“Farmer is a happy crook. Jesus hates him every day. Cause Jesus gave and farmer took.”
You no longer need to work on Maggie’s farm. Near-global, all-digital, easily accessible platforms bring the world to you.
With little effort, minimal costs, and a few keystrokes, you are everywhere, and everyone who connects with you becomes a walking, talking, image-making proponent of your brand, every customer a positive ripple in the commercial marketing zeitgeist — remember, this requires near nothing from you — you are fully realized, able to launch a business, sell your wares, instantly satisfy wants, needs and fulfillments inside a dizzying partly-physical, slightly virtual planet-spanning logistical ecosystem.
It is glorious.
Technology should enable us, extend us, liberate us, maximize our talents, our skills, our commitment.
But I remain uneasy.
Logan Paul is a very popular “YouTube star” with millions of viewers — literally, despite the fact that you never heard of him. His various antics are watched by millions mostly on small screens, smartphones, tablets, laptops. He earns a great deal of money through YouTube advertisements.
Many people were upset by how they viewed Mr. Paul’s response to recently “finding” a dead body.
These people, certain their righteousness was more right than others, took to the same semi-global platforms to howl their outrage. Google promptly marginalized Mr. Paul’s YouTube channel.
Which is fully their right, in America, in the early 21st century, given that it is their platform.
Except, there aren’t very many of these wondrous platforms. Maybe there can’t be?
If you can’t express your thoughts on Twitter, or promote your wares on Facebook, or upload your video to YouTube, that low-barrier, low-cost, giant-digital mart gets really small really fast.
Should we allow this?
Three companies — Google, Facebook, Twitter — all headquartered in one small area of one state in the United States can, anytime they wish, marginalize any business, any talent, any idea, any voice.
That’s far too much power.
For now, I am not suggesting we seek government redress. But, we must keep vigilant.
But wait. There’s more.
Let’s imagine a world where Google, Facebook and Twitter — and nearby Apple, which makes the world’s most popular smartphone, the prime entryway to our global bazaar, which is made in a democratically-opposed nation — all always do the right thing.
They are tolerant of voices and ideas and the many ways these are expressed.

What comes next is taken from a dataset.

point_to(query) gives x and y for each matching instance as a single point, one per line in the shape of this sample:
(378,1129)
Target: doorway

No fears, everyone hop aboard!
Everyone’s able to buy and sell and market and collect in this glorious grand parade of digitalized commerce.
But shouldn’t there be more?
Check out my Amazon e-store!
Use the brand code from my Instagram feed!
Click on the App Store link on my blog!
All well and good, true enough. But it’s just stuff and money, honestly.
I deeply appreciate the always-learning, never-sleeping, constantly-iterating, desperately-challenging consensual hallucination that is capitalism. I do. It has extended our lives, broadened our minds, liberated our days.
But all we’re doing with these blessings is consuming.
That seems like a major failure on our part — not something we can blame on technology or capitalism or even small minds.
Let’s stop being afraid.
Let’s build what comes next to be better than who we are now.